Washington – Etwas mehr als ein Jahr ist vergangen, seit ein gewalttätiger Mob am 6. Januar 2021 vor dem Kapitol einen Galgen errichtete, christliche Flaggen schwenkte und mit dem Kapitol das Herz der amerikanischen Demokratie stürmte. Die Bilder führten eindrücklich vor Augen, was die verschiedenen Gruppierungen, die an diesem Tag Kongressmitglieder und Polizisten bedrohten, einte: ihr Christlicher Nationalismus.
Auf die Präsenz christlicher Symbolik neben der von White Supremacists wurde bereits kurz nach dem Angriff hingewiesen. Jetzt ist unter Mitarbeit von Wissenschaftlern aus verschiedenen Disziplinen und einer Journalistin ein umfangreicher Bericht erschienen, der das Ausmaß des Einflusses des Christlichen Nationalismus an diesem Tag präzise und ausführlich analysiert. Beteiligt an der Studie waren auch die säkulare „Freedom from Religion Foundation“, das Bündnis „Christians Against Christian Nationalism“ und das „Baptist Joint Committee for Religious Liberty“, die eindringlich vor der Gefahr für die amerikanische Demokratie durch Christlichen Nationalismus warnen.

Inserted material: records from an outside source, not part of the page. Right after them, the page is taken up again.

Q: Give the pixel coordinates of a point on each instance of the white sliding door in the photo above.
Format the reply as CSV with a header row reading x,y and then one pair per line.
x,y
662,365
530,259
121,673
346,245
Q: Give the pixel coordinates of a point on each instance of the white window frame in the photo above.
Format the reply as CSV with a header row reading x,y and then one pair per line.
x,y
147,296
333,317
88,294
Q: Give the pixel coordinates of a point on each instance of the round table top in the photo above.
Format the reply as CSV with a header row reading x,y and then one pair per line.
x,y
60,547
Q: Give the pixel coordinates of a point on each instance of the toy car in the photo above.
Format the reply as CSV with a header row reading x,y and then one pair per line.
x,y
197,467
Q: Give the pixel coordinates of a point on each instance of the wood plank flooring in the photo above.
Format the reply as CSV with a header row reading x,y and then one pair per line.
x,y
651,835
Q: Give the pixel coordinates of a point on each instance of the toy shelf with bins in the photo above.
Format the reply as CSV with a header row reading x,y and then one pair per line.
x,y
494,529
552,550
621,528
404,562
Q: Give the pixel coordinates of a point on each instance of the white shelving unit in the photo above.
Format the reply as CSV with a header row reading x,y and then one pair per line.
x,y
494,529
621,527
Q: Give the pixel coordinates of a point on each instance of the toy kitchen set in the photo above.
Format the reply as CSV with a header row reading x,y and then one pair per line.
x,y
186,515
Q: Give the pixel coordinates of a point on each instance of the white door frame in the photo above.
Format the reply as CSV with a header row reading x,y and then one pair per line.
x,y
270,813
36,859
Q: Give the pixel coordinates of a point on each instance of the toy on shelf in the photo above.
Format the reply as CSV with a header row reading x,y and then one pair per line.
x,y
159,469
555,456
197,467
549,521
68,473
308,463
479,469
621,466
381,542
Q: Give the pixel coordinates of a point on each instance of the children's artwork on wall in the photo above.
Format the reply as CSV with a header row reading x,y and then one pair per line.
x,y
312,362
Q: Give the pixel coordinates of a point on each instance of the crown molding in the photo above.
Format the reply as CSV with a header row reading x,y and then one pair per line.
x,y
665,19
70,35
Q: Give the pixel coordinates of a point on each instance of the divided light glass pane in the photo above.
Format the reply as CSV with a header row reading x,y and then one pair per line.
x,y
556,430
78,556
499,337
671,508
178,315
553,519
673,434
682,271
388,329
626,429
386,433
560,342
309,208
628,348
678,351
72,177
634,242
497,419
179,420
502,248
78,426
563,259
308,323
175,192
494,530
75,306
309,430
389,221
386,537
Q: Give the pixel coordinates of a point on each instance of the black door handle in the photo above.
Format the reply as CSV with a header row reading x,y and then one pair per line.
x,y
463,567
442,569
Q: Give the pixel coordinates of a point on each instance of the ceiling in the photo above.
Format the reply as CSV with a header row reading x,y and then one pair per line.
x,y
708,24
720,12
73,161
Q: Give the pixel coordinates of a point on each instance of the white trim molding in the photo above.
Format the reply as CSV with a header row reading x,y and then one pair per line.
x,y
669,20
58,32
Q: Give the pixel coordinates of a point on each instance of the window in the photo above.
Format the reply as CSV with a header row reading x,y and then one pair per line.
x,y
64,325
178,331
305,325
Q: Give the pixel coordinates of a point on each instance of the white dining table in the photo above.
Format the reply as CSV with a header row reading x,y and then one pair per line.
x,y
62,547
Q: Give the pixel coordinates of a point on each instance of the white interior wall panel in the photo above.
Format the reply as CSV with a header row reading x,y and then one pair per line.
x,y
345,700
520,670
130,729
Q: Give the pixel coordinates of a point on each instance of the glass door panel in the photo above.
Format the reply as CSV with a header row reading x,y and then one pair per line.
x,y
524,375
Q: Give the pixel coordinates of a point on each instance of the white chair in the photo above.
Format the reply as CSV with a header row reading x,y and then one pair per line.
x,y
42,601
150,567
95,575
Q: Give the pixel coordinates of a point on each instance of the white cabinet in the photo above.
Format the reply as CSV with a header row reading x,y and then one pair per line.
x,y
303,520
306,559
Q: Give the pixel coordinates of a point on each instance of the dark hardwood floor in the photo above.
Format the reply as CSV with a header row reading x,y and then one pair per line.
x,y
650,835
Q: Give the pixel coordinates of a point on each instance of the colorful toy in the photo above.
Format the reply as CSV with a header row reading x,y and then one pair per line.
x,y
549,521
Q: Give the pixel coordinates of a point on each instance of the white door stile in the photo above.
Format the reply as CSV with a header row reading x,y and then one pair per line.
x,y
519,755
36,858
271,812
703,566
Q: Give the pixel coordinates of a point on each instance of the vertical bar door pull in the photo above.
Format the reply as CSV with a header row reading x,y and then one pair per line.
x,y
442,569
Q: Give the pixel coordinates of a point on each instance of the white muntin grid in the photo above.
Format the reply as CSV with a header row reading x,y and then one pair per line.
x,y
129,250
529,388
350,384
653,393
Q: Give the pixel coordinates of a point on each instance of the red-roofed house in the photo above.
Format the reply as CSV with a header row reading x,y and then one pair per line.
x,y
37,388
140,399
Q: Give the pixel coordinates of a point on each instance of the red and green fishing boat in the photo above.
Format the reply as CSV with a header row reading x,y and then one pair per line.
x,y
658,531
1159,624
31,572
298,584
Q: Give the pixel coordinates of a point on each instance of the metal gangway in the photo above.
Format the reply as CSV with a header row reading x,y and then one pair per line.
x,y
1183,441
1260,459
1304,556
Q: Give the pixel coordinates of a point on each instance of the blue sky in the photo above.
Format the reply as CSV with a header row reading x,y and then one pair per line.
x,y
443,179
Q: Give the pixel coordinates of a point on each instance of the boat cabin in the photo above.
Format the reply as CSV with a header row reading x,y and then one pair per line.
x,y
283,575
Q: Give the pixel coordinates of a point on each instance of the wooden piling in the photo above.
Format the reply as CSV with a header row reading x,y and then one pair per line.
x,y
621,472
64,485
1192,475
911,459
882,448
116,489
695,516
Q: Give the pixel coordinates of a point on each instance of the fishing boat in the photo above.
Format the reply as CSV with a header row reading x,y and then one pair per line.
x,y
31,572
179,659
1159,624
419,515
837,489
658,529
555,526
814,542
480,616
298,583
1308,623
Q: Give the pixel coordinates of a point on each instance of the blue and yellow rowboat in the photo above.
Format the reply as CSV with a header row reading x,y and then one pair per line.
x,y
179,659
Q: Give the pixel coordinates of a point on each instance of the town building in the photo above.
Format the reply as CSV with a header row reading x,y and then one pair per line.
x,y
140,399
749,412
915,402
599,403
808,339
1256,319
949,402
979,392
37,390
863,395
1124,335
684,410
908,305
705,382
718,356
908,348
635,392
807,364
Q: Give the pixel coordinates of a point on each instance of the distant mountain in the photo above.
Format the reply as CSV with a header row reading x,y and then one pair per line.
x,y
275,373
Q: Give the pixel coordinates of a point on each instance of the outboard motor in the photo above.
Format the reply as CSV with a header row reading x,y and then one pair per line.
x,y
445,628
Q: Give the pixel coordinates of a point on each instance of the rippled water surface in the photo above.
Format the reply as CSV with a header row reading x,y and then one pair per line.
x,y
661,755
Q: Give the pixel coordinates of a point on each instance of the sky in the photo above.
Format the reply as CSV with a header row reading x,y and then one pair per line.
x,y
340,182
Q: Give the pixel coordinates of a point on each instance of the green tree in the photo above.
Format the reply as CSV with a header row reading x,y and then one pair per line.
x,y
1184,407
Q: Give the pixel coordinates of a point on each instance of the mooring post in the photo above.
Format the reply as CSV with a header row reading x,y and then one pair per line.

Aber was versteht man überhaupt unter Christlichem Nationalismus? „Christlicher Nationalismus“, erklärt der Soziologe Andrew Whitehead bei der Präsentation des Berichts, sei „ein sozio-kulturelles Gerüst mit ethno-nationalistischen Implikationen, das das Christentum mit dem öffentlichen Leben verschmelzen lässt“. Es vereine „verschiedene Elemente, darunter beispielsweise Traditionalismus sowie die Befürwortung von autoritärer und rassistischer Gewaltausübung“. Seine Legitimation zieht dieses Weltbild aus einem „Goldenen Zeitalter“, das nie existiert hat. Kurz gesagt: Weiße Christliche Nationalisten glauben, dass Amerika von Weißen Christen für Weiße Christen gegründet worden sei. Jeder, der diese Kriterien nicht erfüllt, kann in ihren Augen kein „wahrer“ Amerikaner sein.
Doch diese Ideologie prägt nicht nur die Sicht auf die ferne Vergangenheit, sondern auch das Hier und Jetzt: „Christlicher Nationalismus, das zeigt unsere Studie, hilft Amerikanern dabei, die Ereignisse des 6. Januars in Richtung zukünftiger, autoritärer Gewalt umzudeuten“, sagt der Soziologe Samuel Perry. Konkret: Je mehr Indikatoren des Christlichen Nationalismus erfüllt sind, umso wahrscheinlicher ist es, dass die Befragten Trump keine Schuld am Sturm auf das Kapitol geben und dass sie an Verschwörungsmythen glauben, die behaupten, dass die „Black Lives Matter“-Bewegung oder die Antifa dafür verantwortlich seien.
Die Journalistin Katherine Stewart berichtet seit mehr als zehn Jahren über die Religiöse Rechte. Christlicher Nationalismus, so Stewart in dem Bericht, habe in Trumps Versuch, die Wahl zu stehlen, eine entscheidende Rolle gespielt. Mehr noch, der Christliche Nationalismus habe die Voraussetzungen geschaffen, die den Terrorangriff vom 6. Januar erst möglich gemacht hätten: eine hermetisch geschlossene Informationsblase, in der eine Anhängerschaft mit Falschinformationen versorgt und aufgestachelt werden konnte, sowie die Verbreitung eines Gefühls von Verfolgung und von Rachedurst unter den „Fußsoldaten“ der Religiösen Rechten. Diese Emotionen richteten sich direkt gegen die politischen Gegner, die als „dämonische Kräfte“ dargestellt seien, „gegen die man sich im Krieg befindet“. Und schließlich werde die Überzeugung verbreitet, dass die Legitimität der amerikanischen Regierung sich aus einer bestimmten religiös-kulturellen Grundlage herleite, „einem Bund aus Blut, Boden und Religion“.